この災害の発生原因としては、次のようなことが考えられる。

  1. 切断した端材や切削屑を吸塵するための集塵装置の能力が十分でなかったこと。
  2. 回転中のローラーに作業者が容易に接触する危険な状態であったこと。
  3. ローラーに詰まった端材や切削屑を除去する際、ダブルサイザーを停止しなかったこと。
  4. ローラーに詰まった端材や切削屑を除去する際、専用の手工具を使用せず、素手で行ったこと。

労働安全衛生規則(抄)

(昭和47 年労働省令第32 号)

(原動機、回転軸等による危険の防止)
第101条 事業者は、機械の原動機、回転軸、歯車、プーリー、ベルト等の労働者に危険をおそれのある部分には、覆い、囲い、スリーブ、踏切橋等を設けなければならない。
2 事業者は、回転軸、歯車、プーリー、フライホイール等に附属する止め具については、埋頭型のものを使用し、又は覆いを設けなければならない。
3 事業者は、ベルトの継目には、突出した止め具を使用してはならない。
4 事業者は、第1項の踏切橋には、高さ90センチメートル以上の手すりを設けなければならない。
5 労働者は、踏切橋の設備があるときは、踏切橋を使用しなければならない。

(そうじ等の場合の運転停止等)
第107条 事業者は、機械(刃部を除く。)のそうじ、給油、検査又は修理の作業を行う場合において、労働者に危険を及ぼすおそれのあるときは、機械の運転を停止しなければならない。ただし、機械の運転中に作業を行わなければならない場合において、危険な箇所に覆いを設ける等の措置を講じたときは、この限りではない。
2 事業者は、前項の規定により機械の運転を停止したときは、当該機械の起動装置に錠をかけ、当該機械の起動装置に表示板を取り付ける等同項の作業に従事する労働者以外の者が当該機械を運転することを防止するための措置を講じなければならない。

(刃部のそうじ等の場合の運転停止等)
第108条 事業者は、機械の刃部のそうじ、検査、修理、取替え又は調整の作業を行うときは、機械の運転を停止しなければならない。

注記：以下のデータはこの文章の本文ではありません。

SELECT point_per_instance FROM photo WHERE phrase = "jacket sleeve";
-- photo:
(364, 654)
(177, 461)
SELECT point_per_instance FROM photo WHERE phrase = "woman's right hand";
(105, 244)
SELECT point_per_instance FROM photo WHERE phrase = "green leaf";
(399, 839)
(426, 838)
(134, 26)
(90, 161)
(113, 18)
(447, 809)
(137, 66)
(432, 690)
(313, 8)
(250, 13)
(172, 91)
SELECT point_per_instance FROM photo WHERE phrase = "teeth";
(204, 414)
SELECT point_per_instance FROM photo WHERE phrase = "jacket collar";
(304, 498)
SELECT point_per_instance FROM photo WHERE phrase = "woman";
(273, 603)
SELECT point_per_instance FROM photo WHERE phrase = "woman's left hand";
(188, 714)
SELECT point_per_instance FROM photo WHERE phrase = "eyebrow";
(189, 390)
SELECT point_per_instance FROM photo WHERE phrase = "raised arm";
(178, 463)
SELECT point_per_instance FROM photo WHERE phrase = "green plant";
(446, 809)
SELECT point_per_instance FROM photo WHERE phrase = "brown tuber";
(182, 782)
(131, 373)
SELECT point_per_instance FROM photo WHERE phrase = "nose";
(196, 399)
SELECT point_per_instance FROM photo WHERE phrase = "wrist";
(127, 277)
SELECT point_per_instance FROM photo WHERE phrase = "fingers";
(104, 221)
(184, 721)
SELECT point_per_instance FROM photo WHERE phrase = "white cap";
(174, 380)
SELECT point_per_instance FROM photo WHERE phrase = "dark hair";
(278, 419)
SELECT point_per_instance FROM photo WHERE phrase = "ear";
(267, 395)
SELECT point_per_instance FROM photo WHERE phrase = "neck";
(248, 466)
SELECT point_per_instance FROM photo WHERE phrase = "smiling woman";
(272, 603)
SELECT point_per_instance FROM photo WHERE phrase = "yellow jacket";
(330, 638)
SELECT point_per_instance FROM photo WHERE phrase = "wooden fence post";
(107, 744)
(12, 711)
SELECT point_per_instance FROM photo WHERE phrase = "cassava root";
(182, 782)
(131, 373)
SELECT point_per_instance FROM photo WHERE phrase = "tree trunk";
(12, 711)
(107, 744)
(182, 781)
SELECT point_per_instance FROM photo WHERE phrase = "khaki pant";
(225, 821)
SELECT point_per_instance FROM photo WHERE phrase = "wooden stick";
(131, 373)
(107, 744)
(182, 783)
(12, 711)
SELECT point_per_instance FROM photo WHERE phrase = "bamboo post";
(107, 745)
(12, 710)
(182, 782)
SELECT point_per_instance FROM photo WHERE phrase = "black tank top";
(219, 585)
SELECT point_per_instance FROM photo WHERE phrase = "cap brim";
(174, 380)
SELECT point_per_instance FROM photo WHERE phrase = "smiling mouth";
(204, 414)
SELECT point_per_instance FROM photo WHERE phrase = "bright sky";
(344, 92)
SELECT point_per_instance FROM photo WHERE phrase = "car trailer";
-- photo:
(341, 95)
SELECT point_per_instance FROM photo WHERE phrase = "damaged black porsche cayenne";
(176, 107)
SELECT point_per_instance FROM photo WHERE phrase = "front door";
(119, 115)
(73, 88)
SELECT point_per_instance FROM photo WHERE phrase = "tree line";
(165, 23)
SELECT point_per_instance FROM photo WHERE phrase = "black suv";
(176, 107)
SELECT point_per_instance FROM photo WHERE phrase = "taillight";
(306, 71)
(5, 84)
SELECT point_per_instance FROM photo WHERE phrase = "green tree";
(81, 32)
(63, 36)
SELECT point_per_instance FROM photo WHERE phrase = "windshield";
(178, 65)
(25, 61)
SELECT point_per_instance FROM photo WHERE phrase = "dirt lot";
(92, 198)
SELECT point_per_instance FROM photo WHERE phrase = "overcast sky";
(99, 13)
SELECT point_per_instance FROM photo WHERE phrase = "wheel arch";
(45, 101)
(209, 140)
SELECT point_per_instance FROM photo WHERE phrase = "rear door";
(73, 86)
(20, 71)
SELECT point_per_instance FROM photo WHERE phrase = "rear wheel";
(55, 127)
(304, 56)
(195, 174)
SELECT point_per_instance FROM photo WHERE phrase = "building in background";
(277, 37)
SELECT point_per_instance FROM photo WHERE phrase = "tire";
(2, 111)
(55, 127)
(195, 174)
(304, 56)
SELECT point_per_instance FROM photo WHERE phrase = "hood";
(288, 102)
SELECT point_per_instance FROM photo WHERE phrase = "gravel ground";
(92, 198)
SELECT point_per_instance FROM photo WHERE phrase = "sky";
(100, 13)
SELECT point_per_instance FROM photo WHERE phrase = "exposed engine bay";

ただし、機械の構造上労働者に危険を及ぼすおそれのないときは、この限りでない。
2 事業者は、前項の規定により機械の運転を停止したときは、当該機械の起動装置に錠をかけ、当該機械の起動装置に表示板を取り付ける等同項の作業に従事する労働者以外の者が当該機械を運転することを防止するための措置を講じなければならない。
3 事業者は、運転中の機械の刃部において切粉払いをし、又は切削剤を使用するときは、労働者にブラシその他の適当な用具を使用させなければならない。
4 労働者は、前項の用具の使用を命じられたときは、これを使用しなければならない。

【参考】
(非常停止装置)
第151条の78 事業者は、コンベヤーについては、労働者の身体の一部が巻き込まれる等労働者に危険が生ずるおそれのあるときは、非常の場合に直ちにコンベヤーの運転を停止することができる装置(第151 条の82において「非常停止装置」という。)を備えなければならない。

災害防止対策

同種災害を防止するためには、次のような対策の徹底が必要である。

  1. 設置する機械が求める吸塵能力を有する集塵装置を設置すること。 一般に機械には、切削屑排出カードや集塵用フードが設けられているとともに、必要な吸塵能力が取扱説明書などに記載されているので、それに従って吸塵装置を設置することが大切である。
  2. 作業者が接触し巻き込まれるおそれのあるローラーには、ガード等を必ず設けること。
    ダブルサイザー等の機械の使用開始前に、リスクアセスメントを行い、作業者が接触し巻き込まれるおそれのある箇所には、作業者が可動部分に接触することを防止するためガード等を設ける。また、ガード等を開けたときは、直ちに機械が停止し、閉めた後でなければ再起動しない構造のものとすることが大切である。
    さらに、万一、ローラーに巻き込まれそうになっても、直ちに停止させることができる非常停止スイッチ(装置)を作業位置から離れずに操作できる場所に設置することも必要である。
  3. 機械の点検・清掃を行うときは、ダブルサイザー等の機械を必ず停止させて作業を行うことを作業者に周知徹底すること。
    機械の点検・清掃は、ダブルサイザー等の機械を必ず停止させて作業を行うことを作業手順書に盛り込むとともに、作業者に周知徹底する。
  4. 詰まった端材や切削屑を除去する際は、専用の手工具を用意し、作業者に使用させること。
    詰まった端材や切削屑を除去する際に、機械の可動部分に触れることを防止するため、手工具を作業者に使用させるとともに、このことは作業手順書にも盛り込んでおく。また、この手工具は、使用しやすい場所に保管しておくことも大切である。